Estonian tech pioneer Jaan Tallinn named to the TIME100 Philanthropy list

The Skype co-creator has been recognised for funding work on AI safety and existential risk – a field that has moved from the margins of technology debate to its centre.

Estonian technology entrepreneur and philanthropist Jaan Tallinn has been named to TIME magazine’s 2026 TIME100 Philanthropy list, which recognises influential figures shaping the future of giving.

Tallinn, one of the founding engineers behind Skype, was included for his long-standing support of research into artificial intelligence safety and other existential risks. TIME highlighted his role in founding and funding the Future of Life Institute and the Cambridge Centre for the Study of Existential Risk, two organisations that study how humanity can reduce catastrophic risks from advanced technologies.

Through the Survival and Flourishing Fund, Tallinn has helped direct about US$150 million to more than 300 projects worldwide. The recipients include METR and Epoch AI, which monitor AI development and model capabilities, and Mila, the Montreal-based AI research institute founded by Yoshua Bengio.

His philanthropy reflects a distinctive concern: that the most powerful technologies of the coming decades should be developed with greater foresight, stronger safeguards and clearer public oversight. What once sounded like a niche argument among computer scientists and philosophers has become one of the defining policy questions of the age.

Jaan Tallinn, a board member of the Center for AI Safety, with US Representative Sara Jacobs at the nonprofit’s Washington, DC, launch reception on 23 July 2024. Photo by CAIS.
Jaan Tallinn, a board member of the Center for AI Safety, with US Representative Sara Jacobs at the nonprofit’s Washington, DC, launch reception on 23 July 2024. Photo by CAIS.

Born in Tallinn in 1972, Jaan Tallinn first became known as a co-founder of Kazaa, the file-sharing platform that became one of the early symbols of the internet’s disruptive power. He later became one of the key figures behind Skype, the communications company that transformed how people spoke across borders and became one of Estonia’s best-known technology success stories.

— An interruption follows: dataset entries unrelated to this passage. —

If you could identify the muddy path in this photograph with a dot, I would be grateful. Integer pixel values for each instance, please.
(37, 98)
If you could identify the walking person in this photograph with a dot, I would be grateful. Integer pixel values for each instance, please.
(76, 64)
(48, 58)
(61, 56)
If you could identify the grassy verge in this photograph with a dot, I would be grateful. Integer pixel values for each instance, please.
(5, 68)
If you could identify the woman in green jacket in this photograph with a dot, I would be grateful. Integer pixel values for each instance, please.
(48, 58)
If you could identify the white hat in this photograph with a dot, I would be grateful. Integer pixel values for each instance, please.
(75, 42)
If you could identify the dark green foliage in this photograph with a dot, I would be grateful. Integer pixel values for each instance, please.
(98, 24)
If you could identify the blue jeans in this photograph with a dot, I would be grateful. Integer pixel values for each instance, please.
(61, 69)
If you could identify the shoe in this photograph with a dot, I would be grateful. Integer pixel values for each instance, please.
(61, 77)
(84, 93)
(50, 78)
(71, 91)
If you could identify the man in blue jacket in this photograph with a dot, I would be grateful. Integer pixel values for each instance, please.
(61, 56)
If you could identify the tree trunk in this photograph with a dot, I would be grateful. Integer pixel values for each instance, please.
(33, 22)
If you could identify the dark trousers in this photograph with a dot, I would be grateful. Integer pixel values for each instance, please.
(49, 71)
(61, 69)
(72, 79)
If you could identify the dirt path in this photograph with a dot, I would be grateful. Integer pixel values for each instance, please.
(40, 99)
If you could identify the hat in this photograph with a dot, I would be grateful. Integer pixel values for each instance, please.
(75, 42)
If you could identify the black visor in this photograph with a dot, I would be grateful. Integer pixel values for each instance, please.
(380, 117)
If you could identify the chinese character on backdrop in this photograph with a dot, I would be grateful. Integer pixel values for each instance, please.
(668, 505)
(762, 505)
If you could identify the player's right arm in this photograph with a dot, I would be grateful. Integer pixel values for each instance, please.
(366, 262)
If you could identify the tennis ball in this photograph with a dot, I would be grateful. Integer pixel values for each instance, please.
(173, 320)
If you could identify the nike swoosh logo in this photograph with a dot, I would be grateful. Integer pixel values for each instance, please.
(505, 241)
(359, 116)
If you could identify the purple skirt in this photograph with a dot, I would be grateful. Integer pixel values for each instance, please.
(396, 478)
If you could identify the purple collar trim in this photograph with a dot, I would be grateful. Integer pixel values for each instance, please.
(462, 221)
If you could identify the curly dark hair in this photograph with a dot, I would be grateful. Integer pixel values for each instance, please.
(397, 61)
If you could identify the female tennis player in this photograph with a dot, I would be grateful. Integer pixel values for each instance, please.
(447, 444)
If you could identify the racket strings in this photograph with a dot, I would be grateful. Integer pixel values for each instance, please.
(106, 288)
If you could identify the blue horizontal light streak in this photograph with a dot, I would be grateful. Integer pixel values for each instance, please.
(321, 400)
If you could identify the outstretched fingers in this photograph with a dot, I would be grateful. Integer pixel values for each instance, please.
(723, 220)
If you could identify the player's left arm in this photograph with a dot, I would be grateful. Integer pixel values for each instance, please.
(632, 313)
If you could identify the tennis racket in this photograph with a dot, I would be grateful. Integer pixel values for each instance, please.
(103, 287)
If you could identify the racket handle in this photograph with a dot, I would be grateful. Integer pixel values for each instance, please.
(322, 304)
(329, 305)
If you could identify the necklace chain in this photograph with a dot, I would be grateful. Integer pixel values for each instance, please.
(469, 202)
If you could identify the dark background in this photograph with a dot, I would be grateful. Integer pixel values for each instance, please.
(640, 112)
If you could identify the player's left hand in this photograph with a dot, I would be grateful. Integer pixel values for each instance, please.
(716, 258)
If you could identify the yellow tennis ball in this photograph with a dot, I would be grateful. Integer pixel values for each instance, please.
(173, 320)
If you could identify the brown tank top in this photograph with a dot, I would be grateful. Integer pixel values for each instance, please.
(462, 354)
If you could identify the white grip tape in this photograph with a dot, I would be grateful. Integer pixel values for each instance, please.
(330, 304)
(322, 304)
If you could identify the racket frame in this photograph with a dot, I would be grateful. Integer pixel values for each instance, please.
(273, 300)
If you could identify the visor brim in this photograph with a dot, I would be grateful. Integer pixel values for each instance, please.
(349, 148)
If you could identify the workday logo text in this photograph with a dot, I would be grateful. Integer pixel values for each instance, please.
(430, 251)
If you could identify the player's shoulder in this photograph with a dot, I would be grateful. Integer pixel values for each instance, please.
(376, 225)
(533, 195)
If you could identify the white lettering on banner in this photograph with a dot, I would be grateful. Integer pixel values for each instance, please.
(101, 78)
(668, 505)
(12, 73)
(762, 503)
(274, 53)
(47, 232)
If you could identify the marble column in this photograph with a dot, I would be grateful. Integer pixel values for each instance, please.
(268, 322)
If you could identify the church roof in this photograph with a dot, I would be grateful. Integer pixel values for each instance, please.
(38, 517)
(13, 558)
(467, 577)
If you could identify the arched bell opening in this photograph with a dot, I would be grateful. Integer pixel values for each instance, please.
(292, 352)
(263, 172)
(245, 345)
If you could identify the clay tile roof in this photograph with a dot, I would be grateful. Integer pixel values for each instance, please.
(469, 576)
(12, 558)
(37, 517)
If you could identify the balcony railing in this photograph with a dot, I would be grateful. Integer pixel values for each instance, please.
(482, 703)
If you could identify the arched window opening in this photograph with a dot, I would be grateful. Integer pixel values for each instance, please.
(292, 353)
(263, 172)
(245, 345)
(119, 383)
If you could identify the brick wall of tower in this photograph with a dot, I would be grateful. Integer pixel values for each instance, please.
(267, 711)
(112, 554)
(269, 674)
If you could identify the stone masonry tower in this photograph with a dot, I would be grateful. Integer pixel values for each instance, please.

In recent years, Tallinn has become one of the most prominent advocates for addressing the risks posed by advanced AI. As an early investor in DeepMind and Anthropic, Tallinn has occupied an unusual position between the companies building powerful AI systems and the organisations calling for stronger scrutiny of them. DeepMind, now part of Google, and Anthropic, the company behind Claude, are among the leading laboratories developing advanced AI systems.

TIME quoted Tallinn as saying: “It’s healthier to focus on the world where you can still make a difference.”

The TIME100 Philanthropy list also includes figures such as MacKenzie Scott, Idris Elba and Sabrina Dhowre Elba, and Elton John and David Furnish. Tallinn’s inclusion places an Estonian technology figure among some of the world’s most visible philanthropists, while also drawing attention to a field of giving that is less familiar to the wider public.